We’ve all had dreams where we imagine we’re doing work tasks. Doesn’t that suck? All night long your subconscious pretends you’re working like a dog. Then you get up and do it for real. Ugh…
That happened to me last night. I dreamed I was making elaborate calculations on subsets of a database. Then merging subsets and looking at pooled statistical properties. Good grief.
But there was a twist. I wasn’t dreaming about sitting on my ass in front of a beige box. Instead I was somehow making calculations with a blacksmith’s forge.
I had a pavilion with bellows and a nice coal fire. It was snowing outside but comfortably toasty near the fire. I’d take a database (which my subconscious conveniently chose to take the form of bars of iron) and heat it up in the flames. I’d grab it with tongs and hammer the sucker into submission on a big honkin’ anvil. Then I’d plunge it into water and somehow just know the answer. “Ah ha!
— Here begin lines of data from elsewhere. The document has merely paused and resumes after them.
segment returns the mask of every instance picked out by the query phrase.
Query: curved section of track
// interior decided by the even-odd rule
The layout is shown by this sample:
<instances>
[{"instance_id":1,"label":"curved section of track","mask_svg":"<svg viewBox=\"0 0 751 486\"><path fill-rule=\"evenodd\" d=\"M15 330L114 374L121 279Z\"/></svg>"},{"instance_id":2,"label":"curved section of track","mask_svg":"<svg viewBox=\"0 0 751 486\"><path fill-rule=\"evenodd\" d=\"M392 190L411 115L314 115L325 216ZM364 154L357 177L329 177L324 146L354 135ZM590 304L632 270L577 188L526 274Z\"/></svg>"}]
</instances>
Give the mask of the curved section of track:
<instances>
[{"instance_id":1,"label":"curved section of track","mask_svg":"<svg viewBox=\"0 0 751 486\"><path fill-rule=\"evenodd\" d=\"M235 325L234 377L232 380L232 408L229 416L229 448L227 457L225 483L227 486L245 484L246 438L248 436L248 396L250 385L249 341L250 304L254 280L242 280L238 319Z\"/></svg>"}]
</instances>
The standard error is sixty three units!”
I’d think something like; “I wonder what a merge of the other dataset would do to the pooled sample?” Immediately I’d see a bar of some other metal like copper. Into the flame it would go. Then I’d bludgeon the two metals with the hammer. Wham wham wham. Fold it a couple of times. Dump it into the water. And I’d know the answer. “Excellent! The variance seems much more predictable now.”
At some point I was half aware this was a dream. Not a difficult deduction given that I was hammering iron and copper and zinc and somehow that was turning up as non-linear regression. But it was working!
And it was fun.
When the alarm went off I still had the memory fixed in my mind. It worked damnit! But by the first cup of coffee reality had set in. You can make horseshoes with an anvil but not an ANOVA table. Shit!
What a bummer.
Just for the record if anyone makes an interface like that. (Steve Jobs’ successor perhaps?) Sign me up!